Un circulaire du Ministère de la Justice en date du 18 septembre, entend confier aux policiers et aux gendarmes la mission d’escorter les détenus « pour rationaliser et rendre plus efficace le dispositif existant ».

● La réforme des transferts de détenus décidée le 30 septembre 2010, prévoyait de confier à l’administration pénitentiaire les extractions gérées jusque là par les policiers et les gendarmes.
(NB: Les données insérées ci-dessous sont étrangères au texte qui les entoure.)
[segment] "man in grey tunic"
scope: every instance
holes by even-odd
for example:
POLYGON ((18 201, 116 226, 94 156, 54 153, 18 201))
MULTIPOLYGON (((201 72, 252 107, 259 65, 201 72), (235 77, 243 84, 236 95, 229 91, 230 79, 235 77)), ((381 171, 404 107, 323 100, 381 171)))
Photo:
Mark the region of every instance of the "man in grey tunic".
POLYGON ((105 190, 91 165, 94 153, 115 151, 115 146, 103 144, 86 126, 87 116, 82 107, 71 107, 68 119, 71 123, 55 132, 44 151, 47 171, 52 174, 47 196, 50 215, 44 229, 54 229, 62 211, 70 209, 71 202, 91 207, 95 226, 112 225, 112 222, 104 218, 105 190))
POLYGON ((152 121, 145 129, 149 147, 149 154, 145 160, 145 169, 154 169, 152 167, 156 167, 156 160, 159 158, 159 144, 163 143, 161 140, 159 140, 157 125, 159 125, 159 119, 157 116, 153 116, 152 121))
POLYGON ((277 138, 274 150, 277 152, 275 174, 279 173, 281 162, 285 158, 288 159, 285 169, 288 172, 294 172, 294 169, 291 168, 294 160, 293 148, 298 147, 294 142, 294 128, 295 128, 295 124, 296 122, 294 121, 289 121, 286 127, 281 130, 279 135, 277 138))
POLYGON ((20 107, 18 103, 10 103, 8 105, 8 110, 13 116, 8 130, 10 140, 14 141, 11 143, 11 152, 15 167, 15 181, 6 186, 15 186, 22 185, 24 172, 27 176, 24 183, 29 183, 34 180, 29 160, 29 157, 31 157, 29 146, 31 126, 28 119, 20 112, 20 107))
Ce transfert de compétence devait s’achever fin 2019 explique L’Essor.
● Mais une circulaire du Ministère de la Justice remet en cause ce transfert de compétence. 19 maisons d’arrêt et un établissement pour mineurs doivent rester de la compétence de la police et de la gendarmerie, pour « rationaliser et rendre plus efficace le dispositif existant ».

La Chancellerie a précisé : « Ce dispositif favorise l’activité des juridictions, plutôt que de recourir aux pôles de rattachement des extractions judiciaires (PREJ), composés de personnel pénitentiaire mais parfois très éloignés, d’où pertes de temps et annulations ».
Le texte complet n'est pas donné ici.